Thank you for the Williams anecdote. Recently, I have learned that many brain degenerative diseases appear decades before they fully manifest. For example, people who suffer from Parkinsons will exhibit highly risky behavior and other patterns of behavior in their youth long before they develop full-blown symptoms. I’m sure we will learn more about the brain as time goes on, so this is a bit of a chicken and egg phenomenon.

I have noticed that many standup comedians and comics are very serious in real life - and I mean really ‘serious’. The last famous comedian I met was practically monotone and morose which took me off guard because he is such a zany performer and a global superstar. I suppose that there are a variety of reasons for this - protection mechanism, antidote to borderline depression, escapism, dealing with trauma, etc. I have a close friend who did standup who definitely developed comedy as a coping mechanism. He truly has a gift for the bizarre.

I love listening to standup because so much of it is about reframing things that we’ve taken for granted and making us see things in an entirely different way. I feel that this is very valuable to society. It can help us get out of a rut, especially when it comes to taking ourselves too seriously.

Juxtaposing two things that haven’t been compared in such a way before and having that lead to laughter is like causing an explosion in the brain. It can rupture ‘givens’ and open up pathways to opportunity. We laugh to find release from the explosion and hopefully open ourselves up just a little bit more, afterwards.

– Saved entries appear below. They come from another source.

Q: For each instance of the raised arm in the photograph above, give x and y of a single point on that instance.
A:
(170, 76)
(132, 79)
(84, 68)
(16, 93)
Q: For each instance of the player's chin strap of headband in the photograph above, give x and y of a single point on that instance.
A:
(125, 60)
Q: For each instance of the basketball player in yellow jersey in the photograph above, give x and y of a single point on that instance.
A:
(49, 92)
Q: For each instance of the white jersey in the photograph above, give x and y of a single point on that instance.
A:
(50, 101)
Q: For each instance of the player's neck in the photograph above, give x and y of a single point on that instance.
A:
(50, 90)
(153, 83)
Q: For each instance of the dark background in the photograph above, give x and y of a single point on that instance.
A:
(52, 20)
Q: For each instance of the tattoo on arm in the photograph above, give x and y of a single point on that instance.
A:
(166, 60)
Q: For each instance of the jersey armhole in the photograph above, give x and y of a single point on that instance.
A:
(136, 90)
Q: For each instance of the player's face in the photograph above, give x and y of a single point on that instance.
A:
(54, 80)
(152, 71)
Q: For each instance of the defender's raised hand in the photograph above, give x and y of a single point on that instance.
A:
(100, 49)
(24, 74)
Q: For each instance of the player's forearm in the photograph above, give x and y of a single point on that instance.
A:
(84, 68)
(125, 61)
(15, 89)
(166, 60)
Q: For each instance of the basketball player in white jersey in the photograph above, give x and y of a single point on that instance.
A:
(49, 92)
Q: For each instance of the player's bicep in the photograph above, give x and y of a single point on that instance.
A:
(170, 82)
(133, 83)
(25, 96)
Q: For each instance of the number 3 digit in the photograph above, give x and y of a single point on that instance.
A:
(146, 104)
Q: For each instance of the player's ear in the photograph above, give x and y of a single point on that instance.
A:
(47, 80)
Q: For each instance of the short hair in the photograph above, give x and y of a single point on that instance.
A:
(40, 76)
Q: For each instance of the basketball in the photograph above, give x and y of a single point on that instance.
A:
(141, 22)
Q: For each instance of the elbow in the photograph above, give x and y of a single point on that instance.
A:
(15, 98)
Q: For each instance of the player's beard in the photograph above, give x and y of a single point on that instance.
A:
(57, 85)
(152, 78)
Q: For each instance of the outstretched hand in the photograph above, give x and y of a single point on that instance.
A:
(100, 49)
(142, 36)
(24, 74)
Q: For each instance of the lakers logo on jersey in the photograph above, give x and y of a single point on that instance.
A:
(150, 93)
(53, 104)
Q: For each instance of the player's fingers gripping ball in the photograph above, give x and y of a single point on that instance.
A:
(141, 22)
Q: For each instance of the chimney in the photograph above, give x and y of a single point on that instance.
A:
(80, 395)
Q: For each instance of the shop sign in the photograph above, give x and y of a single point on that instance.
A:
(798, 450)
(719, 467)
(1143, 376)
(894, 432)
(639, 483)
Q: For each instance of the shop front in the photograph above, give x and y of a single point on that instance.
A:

I particularly like satire but am dismayed that it doesn’t have the social impact that I thought it did. It turns out that successful satire doesn’t change society even though that’s usually its aim. This is because successful satire makes both the subject and object of the joke feel that they are both “in on it” - there is no victim of satire. In other words, both sides think the joke is on the other. Therefore, hearts and minds aren’t really changed. Nevertheless, I often engage in satirical and ironic work when dealing with fiction of my own because it is a great catharsis when grappling with the unfairness and arbitrariness of the world!

Speaking of which, I was talking to a friend recently about Kafka’s, “The Castle”. So many things I’ve read about it, as well as some film and theatrical dramatizations that I’ve seen of it, have been so lugubrious. Personally, I think it’s one of the funniest things Kafka’s ever written and the more I read it the more absurdly funny it becomes to me. Just thinking about the scene in which K finally gets an audience with Herr Klamm from the inner sanctum at his room at the Inn and what happens makes me laugh.